WHAT THE JACKSON REPORT SAID 1: SANCTIONS: WHAT WAS SAID & WHAT HAS HAPPENED?

There are lots of events coming up dealing with the first anniversary of the Jackson reforms.  It would be an opportune time to look back at the Jackson Report itself to remind us what it said on certain key issues.

WHAT THE JACKSON REPORT SAID

In the Final Report  Jackson L.J.  recommended that CPR 3.9 be amended.  This part of the report is instructive. At 6.7 of the Final Report (p.397) he discusses the need for a change to CPR 3.9.

“Proposed rule change.

 I recommend that sub-paragraphs (a) to (i) of CPR rule 3.9 be repealed and replaced by: 

“(a) the requirement that litigation should be conducted efficiently and at

proportionate cost; and

(b) the interests of justice in the particular case.” 

This form of words does not preclude the court taking into account all of the matters listed in the current paragraphs (a) to (i). However, it simplifies the rule and avoids the need for judges to embark upon a lengthy recitation of factors. It also signals the change of balance which I am advocating.”

WHAT ACTUALLY HAPPENED

This form of wording was not adopted. Instead “the interests of justice in the particular case” was replaced with CPR 3.9 in its current form.

“3.9

(1) On an application for relief from any sanction imposed for a failure to comply with any rule, practice direction or court order, the court will consider all the circumstances of the case, so as to enable it to deal justly with the application, including the need –

(a) for litigation to be conducted efficiently and at proportionate cost; and

(b) to enforce compliance with rules, practice directions and orders.”

HOW THIS HAS BEEN CONSTRUED

This wording, with its reference to the court being enabled to “deal justly with the application” may not have been so bad.  However it was given a construction in the Mitchell case that meant the “justice of the case” itself almost became an irrelevance.

At paragraph 37  of the Mitchell judgment the two specific criteria mentioned were regarded as paramount.

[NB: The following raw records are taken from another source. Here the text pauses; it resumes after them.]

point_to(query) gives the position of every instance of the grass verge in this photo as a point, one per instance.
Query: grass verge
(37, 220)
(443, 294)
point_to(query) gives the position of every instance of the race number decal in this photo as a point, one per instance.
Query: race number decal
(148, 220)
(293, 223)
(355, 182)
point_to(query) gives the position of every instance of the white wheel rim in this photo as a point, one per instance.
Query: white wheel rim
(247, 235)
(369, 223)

  1. “We recognise that CPR 3.9 requires the court to consider “all the circumstances of the case, so as to enable it to deal justly with the application”. The reference to dealing with the application “justly” is a reference back to the definition of the “overriding objective”. This definition includes ensuring that the parties are on an equal footing and that a case is dealt with expeditiously and fairly as well as enforcing compliance with rules, practice directions and orders. The reference to “all the circumstances of the case” in CPR 3.9 might suggest that a broad approach should be adopted. We accept that regard should be had to all the circumstances of the case. That is what the rule says. But (subject to the guidance that we give below) the other circumstances should be given less weight than the two considerations which are specifically mentioned.”

WHAT HAVE BEEN THE RESULTS? SOME “RIDICULOUS” DECISIONS (NOT MY WORDS)

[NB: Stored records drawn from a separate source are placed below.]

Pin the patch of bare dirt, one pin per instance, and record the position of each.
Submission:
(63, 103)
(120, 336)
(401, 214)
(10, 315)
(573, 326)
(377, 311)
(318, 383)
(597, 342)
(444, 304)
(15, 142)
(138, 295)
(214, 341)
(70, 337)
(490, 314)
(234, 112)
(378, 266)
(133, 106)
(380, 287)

Litigation Futures carries a report of the Master of the Rolls’ remarks at the Civil Justice Council review of the first year of the reforms.

“Closing a Civil Justice Council event on Friday on the first year of the Jackson reforms, Lord Dyson said that despite the criticism leveled at the decision during the day, he remained “fairly unrepentant about what we said” in the ruling.

He argued that nobody had criticised the principle that relief should be granted if a breach is trivial or occurs for good reason – the problems had come in the application of this approach, and he said he had heard of some “ridiculous” decisions by district judges not granting relief.

While the Court of Appeal expected judges to be firm, “the guidance has to be applied in a sensible way”.

HAS THE AMENDMENT TO CPR 3.9 MET THE AIM OF SIMPLIFYING APPLICATIONS FOR RELIEF?

There are now a cluster of cases on their way to the Court of Appeal, and an application to the Supreme Court.    A blog post yesterday recounted how, on an application for relief from sanctions, the judge heard citations from seven cases. In comparison applying the criteria in the old CPR 3.9 was simplicity itself.